Alberta AI pioneer plans new research institute in Edmonton

· The Pulse
By
Comments

As part of his continuing quest to achieve human-like artificial intelligence through reinforcement learning, Richard Sutton plans to develop OpenMind Research, a non-profit group dedicated to implementing the Alberta Plan for AI Research.

"It's such a longstanding goal of mankind to understand how we think and improve ourselves… so far as to create new beings that are as intelligent and powerful as we are now," Sutton explained during the final keynote speech of the Upper Bound AI conference, organized by the Alberta Machine Intelligence Institute (Amii) from May 23 to 26.

OpenMind would build on the work done at the recently closed DeepMind Alberta office, which Sutton co-founded with Michael Bowling and Patrick Pilarski in 2017.

Sutton, a Canada CIFAR AI chair and chief scientific advisor at Amii, seeks to create what he called Agent AI, which differs from the Tool AI that has recently gained prominence through Large Language Models like ChatGPT and the open-source 3D protein imaging database AlphaFold.

"They're not powerful by themselves, they're powerful when used by a person," Sutton said of Tool AI.

Agent AI is able to learn, adapt, and overcome challenges based on experience, not unlike teaching a human. In Sutton's conception, Agent AI is created of humanity, like a child, rather than against it.

"We include the possibility that (Agent AI) might teach us something fundamental," Sutton said. "Just as we expect our children, as they grow up, might teach us something fundamental."

While the concept of an autonomous artificial intelligence might be daunting, Sutton suggested fears it could cause the extinction of humanity are unfounded.

"It won't be a utopia, good things and bad things will still happen, but mostly good things," Sutton said. "AI won't change that. It might change which good things happen and which bad things happen."

A bearded man speaks at a podium to a full audience in a pink-lit room

Rich Sutton outlined his vision for developing artificial general intelligence in a keynote address at Upper Bound on May 26. (Amii/LinkedIn)

A common fearful narrative is that Tool AI will evolve on its own to become Agent AI, something Sutton says is impossible.

"Tool AI is not Agent AI, and can't become it," Sutton explained. "It doesn't happen by chance, it takes a lot of work."

Sutton and his former colleagues at DeepMind, Joseph Modayil and Melanie Marvin, have pledged to use OpenMind Research to implement the Alberta Plan, a document published in March 2023.

"As computational intelligence comes to be understood it will undoubtedly profoundly affect our economy, our society, and our individual lives," the document says before laying out a long-term plan to achieve that basic understanding. "Although all the consequences are difficult to foresee, and every powerful technology contains the potential for abuse, we are convinced that the existence of more far-sighted and complex intelligence will overall be good for the world."

Sutton said OpenMind will be a network of researchers funded by donors, with research being openly available and transparent rather than treated as intellectual property. OpenMind is seeking donors from Alberta and beyond to realize the "prize" of achieving Agent AI.
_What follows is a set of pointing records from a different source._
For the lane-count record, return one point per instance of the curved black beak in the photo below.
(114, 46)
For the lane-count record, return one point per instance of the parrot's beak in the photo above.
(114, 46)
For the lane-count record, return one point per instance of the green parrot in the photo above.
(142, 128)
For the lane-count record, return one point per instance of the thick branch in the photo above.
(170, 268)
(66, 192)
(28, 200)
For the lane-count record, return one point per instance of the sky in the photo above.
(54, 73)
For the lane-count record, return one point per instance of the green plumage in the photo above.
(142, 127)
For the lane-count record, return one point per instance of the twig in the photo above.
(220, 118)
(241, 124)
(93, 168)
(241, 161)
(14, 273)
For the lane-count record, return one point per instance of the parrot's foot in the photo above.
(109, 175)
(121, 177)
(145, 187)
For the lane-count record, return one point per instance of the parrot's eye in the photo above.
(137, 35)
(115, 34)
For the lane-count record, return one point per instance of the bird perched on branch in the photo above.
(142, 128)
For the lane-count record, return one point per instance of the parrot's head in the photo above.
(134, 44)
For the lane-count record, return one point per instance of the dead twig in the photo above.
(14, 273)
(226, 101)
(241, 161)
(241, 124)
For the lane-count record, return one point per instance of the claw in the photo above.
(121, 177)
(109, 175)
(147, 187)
Earlier in the week, Upper Bound heard about a kind of Agent AI in the form of Gran Turismo Sophy. As Peter Stone of the University of Texas at Austin described it during his keynote, GTSophy has learned to navigate virtual racetracks in the video game Gran Turismo with both skill and panache thanks to applied reinforcement learning.

GTSophy is the most recent of a long line of reinforcement learning successes, a process that began with chess and Tetris and has evolved to include robot soccer. Agent AI like GTSophy is groundbreaking for its ability to surpass human players based on its reward system.